With the help of CT images and by using the in situ percutaneous drain as a guide into the peri-pancreatic collection, the fascia is dissected and the retroperitoneum is entered. The cavity is cleared of purulent material using a standard suction device. The first necrosis encountered is carefully removed with the use of long grasping forceps. Loose necrotic material is removed while periodic irrigation and continuous suction are performed to enhance vision as the percutaneous drain is followed as a road map deeper into the cavity (Fig. 10.3). When debridement can no longer be performed under direct vision, a single extra-long laparoscopic port is placed into the incision and a 0° videoscope is introduced.
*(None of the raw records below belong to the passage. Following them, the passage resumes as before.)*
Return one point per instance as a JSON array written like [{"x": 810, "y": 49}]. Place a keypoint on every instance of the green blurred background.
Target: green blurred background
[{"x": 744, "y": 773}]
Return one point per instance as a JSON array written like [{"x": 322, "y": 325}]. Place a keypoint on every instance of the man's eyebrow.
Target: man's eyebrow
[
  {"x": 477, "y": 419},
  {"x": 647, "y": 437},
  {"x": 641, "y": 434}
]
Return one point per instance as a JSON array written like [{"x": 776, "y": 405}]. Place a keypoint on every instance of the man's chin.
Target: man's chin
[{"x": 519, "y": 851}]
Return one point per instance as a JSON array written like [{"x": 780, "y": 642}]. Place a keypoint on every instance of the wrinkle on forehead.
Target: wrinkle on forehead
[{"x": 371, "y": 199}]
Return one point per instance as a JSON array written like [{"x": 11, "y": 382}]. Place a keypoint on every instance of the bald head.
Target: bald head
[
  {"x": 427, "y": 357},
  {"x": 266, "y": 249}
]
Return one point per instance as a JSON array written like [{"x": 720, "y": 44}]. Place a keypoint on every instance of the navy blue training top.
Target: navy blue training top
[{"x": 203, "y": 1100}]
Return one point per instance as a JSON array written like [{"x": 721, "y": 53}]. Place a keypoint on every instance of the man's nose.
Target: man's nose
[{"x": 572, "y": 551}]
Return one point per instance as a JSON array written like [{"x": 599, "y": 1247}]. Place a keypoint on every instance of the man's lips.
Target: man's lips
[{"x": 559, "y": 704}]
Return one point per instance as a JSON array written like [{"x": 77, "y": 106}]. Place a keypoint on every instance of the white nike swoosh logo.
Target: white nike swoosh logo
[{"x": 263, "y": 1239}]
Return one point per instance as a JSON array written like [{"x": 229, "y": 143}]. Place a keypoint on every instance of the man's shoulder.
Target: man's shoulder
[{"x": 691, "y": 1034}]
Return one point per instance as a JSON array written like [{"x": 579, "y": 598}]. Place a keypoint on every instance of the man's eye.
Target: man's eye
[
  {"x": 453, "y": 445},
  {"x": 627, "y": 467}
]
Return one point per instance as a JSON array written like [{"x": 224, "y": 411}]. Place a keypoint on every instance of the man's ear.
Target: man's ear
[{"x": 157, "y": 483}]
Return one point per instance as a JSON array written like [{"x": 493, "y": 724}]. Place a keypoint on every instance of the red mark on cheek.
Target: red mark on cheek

At this stage, CO2 gas (10 L/min) can be infused through the percutaneous drain, still in position, to inflate the cavity, thereby facilitating inspection. Under videoscopic assistance, further debridement of retained necrotic tissue is performed with laparoscopic forceps. Complete necrosectomy is not the ultimate aim of this procedure. Only loosely adherent pieces of necrosis are removed, thereby keeping the risk of tearing underlying blood vessels to a minimum. Overly aggressive necrosectomy of un-demarcated, necrotic tissue will increase the chance of injury and bleeding. The main complications of VARDS remain hemorrhage and colonic perforation. Significant retroperitoneal bleeding has a reported incidence of as high as 16–20 %. In the case of extensive bleeding, packing of the retroperitoneal cavity should be performed, either as definite treatment or as a bridge to laparotomy or angiographic coiling in the situation of persistent hemorrhage. When the bulk of necrosis is removed, the cavity is irrigated with saline until the fluid becomes clear. The percutaneous drain is removed, and two large-bore single-lumen drains are positioned in the cavity extending through the edges of the incision. Multiple large-bore drains are placed to allow for postoperative lavage. The fascia and skin are closed, and the drains are sutured to the skin. Continuous postoperative lavage is performed with 10 L of normal saline or dialysis fluid per 24 hours until the effluent is clear. One week after the procedure repeat CT is performed to evaluate resolution [35–38].